Every investor and business decision maker is familiar with the Big Four accounting firms, which not only influence the standards of financial auditing, but also shape the environment in which global business operates. Deloitte, EY, KPMG and PwC are undoubtedly the leaders in the professional services network. With their deep professional background and resources, they enjoy an unparalleled position in the accounting industry. However, what are the secrets behind these four giants?
"The influence of the Big Four accounting firms is omnipresent. Every decision they make may change the direction of the market."
The history of the Big Four accounting firms dates back to the early 20th century, when the market was dominated by eight major accounting firms, including ARN, Arthur Young, Coopers & Lybrand, Deloitte Haskins and Sells, Ernst & Whinney, Peat Marwick Mitchell, Price Waterhouse and Touche Ross. The industry underwent rapid change in the late 20th century as business expanded and large-scale mergers emerged, culminating in today's Big Four accounting firms.
Legally, the Big Four accounting firms do not constitute a single corporate structure, but are composed of independently operated professional service networks. Each company has an independent legal status in its respective country and operates according to local regulations. This law firm-like operating model ensures that each member company can provide professional services based on market demand and legal requirements.

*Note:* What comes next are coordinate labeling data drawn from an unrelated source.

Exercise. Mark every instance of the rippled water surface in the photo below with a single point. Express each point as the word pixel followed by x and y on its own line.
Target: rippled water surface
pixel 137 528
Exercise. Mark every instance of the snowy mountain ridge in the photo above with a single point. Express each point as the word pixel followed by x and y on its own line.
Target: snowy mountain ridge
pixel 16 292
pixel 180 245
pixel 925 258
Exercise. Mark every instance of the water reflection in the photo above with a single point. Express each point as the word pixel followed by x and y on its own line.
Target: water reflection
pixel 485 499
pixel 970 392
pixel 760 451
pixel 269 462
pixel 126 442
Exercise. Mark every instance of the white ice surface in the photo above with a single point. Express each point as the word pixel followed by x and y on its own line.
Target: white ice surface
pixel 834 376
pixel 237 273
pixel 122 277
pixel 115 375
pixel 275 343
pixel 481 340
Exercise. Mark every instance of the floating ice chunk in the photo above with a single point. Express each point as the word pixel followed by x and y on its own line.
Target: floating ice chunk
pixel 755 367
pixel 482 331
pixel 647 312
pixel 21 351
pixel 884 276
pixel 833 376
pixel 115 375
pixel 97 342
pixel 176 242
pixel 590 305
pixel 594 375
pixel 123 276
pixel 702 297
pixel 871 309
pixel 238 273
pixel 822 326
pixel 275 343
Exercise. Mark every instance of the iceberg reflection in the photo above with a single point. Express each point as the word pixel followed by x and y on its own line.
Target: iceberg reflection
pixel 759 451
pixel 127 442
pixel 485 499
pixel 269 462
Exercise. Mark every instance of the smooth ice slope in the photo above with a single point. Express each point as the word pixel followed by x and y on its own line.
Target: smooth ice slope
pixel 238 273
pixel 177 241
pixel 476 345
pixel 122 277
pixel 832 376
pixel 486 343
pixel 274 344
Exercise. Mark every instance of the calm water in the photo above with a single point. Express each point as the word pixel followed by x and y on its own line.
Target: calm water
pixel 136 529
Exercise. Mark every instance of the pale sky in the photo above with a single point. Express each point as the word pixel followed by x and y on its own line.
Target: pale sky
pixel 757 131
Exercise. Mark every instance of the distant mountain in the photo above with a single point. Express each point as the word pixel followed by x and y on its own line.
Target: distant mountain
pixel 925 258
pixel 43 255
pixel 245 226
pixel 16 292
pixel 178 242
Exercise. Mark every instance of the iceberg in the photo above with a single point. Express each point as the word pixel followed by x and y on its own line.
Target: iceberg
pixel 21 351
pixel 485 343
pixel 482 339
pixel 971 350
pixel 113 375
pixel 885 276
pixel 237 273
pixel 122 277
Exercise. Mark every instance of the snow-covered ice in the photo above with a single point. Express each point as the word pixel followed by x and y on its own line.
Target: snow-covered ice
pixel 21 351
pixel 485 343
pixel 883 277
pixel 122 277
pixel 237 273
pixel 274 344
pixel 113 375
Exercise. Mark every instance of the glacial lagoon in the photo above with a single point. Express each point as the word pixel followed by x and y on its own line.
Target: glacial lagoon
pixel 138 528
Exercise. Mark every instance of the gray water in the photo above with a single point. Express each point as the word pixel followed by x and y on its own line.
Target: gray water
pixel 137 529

“These networks are not seeking mutual ownership, but rather collaborating to share brands and quality standards.”
According to market reports, the Big Four accounting firms collectively have 67% of the global accounting industry market share. This not only reflects their monopoly position in the market, but also raises concerns among regulators about their possible monopolistic behavior. The UK's Competition and Markets Authority has even considered breaking up these giants to promote fair competition in the market.
The success of the Big Four accounting firms is not without controversy, however. Recent reports have pointed out that these companies have performed poorly in terms of audit quality and ethics, sparking criticism and concern in the market. In particular, firms such as KPMG, PwC and Deloitte have been fined for failing to act in certain key deals, prompting calls from some senior figures for tighter regulation.
“At a time when the audit profession is under increasing scrutiny, the latest audit quality results are unacceptable.”
Faced with an ever-changing market environment, the Big Four accounting firms must adapt to new challenges, including technological innovation, growing client expectations, and stricter regulatory requirements. They are also working to improve audit quality and adherence to ethical standards. Against this backdrop, whether the Big Four can maintain their position as industry leaders becomes an important issue for the future.
"Amidst the great changes in economy and technology, the choices made by the Big Four may determine the future direction of global business."
How do the Big Four accounting firms recognize their own responsibility process and how can they maintain their quality and credibility in the technology-driven transformation? This will be a key issue in the future and is worthy of our deep consideration?